Comparing String Values

We've looked at interesting examples so far, and it's a common use case to use dicts to store strings values. Having a better way of contrasting them can help us a lot! In this section I'm going to explain you another lovely feature, the str diff.

In [13]: from pprint import pprint

In [17]: b = {
    ...:     'number': 1,
    ...:     'text': 'hi,\n my awesome world!'
    ...: }

In [18]: a = {
    ...:     'number': 1,
    ...:     'text': 'hello, my\n dear\n world!'
    ...: }

In [20]: ddiff = DeepDiff(a, b, verbose_level=2)

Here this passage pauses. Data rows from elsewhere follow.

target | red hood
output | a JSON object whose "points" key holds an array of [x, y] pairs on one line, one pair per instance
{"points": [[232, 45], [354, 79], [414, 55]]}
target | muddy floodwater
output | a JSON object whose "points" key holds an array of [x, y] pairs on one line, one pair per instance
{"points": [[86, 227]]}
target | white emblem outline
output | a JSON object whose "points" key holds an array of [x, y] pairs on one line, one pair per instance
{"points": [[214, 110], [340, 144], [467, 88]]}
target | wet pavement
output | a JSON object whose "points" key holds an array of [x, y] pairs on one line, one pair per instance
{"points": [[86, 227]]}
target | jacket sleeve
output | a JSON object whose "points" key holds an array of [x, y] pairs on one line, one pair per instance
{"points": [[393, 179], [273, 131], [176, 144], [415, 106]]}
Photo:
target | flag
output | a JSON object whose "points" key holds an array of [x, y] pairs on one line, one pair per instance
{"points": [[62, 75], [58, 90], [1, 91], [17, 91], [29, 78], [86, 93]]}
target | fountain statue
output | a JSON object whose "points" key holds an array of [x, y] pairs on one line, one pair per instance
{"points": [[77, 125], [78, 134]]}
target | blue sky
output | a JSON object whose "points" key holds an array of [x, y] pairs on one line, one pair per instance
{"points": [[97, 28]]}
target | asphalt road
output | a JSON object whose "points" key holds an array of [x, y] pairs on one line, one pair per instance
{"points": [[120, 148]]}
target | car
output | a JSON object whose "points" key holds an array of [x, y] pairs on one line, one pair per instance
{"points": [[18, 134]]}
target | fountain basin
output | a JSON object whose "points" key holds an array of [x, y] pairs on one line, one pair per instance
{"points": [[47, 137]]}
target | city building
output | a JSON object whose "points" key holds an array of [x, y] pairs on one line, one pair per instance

In [21]: pprint(ddiff, indent=2)
{ 'values_changed': { "root['text']": { 'diff': '--- \n'
                                                '+++ \n'
                                                '@@ -1,3 +1,2 @@\n'
                                                '-hello, my\n'
                                                '- dear\n'
                                                '- world!\n'
                                                '+hi,\n'
                                                '+ my awesome world!',
                                        'new_value': 'hi,\n my awesome world!',
                                        'old_value': 'hello, my\n'
                                                     ' dear\n'
                                                     ' world!'}}}

That's nice! We can see the exact lines where the two strings differ.

Excluding Fields

In this last example, I'll show you yet another common use case, excluding a field. We might want to exclude one or more items from the comparison. For instance, using the previous example, we might want to leave out the text field.

In [17]: b = {
    ...:     'number': 1,
    ...:     'text': 'hi,\n my awesome world!'
    ...: }

In [18]: a = {
    ...:     'number': 1,
    ...:     'text': 'hello, my\n dear\n world!'
    ...: }

In [26]: ddiff = DeepDiff(a, b, verbose_level=2, exclude_paths=["root['text']"])
    ...: 

In [27]: ddiff
Out[27]: {}

If you want even more advanced exclusions, DeepDiff also allow you to pass a regex expression. Check this out: https://zepworks.com/deepdiff/current/exclude_paths.html#exclude-regex-paths.

Conclusion

That's it for today, folks! I really hope you've learned something new and useful. Comparing dict's is a common use case since they can used to store almost any kind of data. As a result, having a proper tool to easy this effort is indispensable. DeepDiff has many features and can do reasonably advanced comparisons. If you ever need to compare dict's go check it out.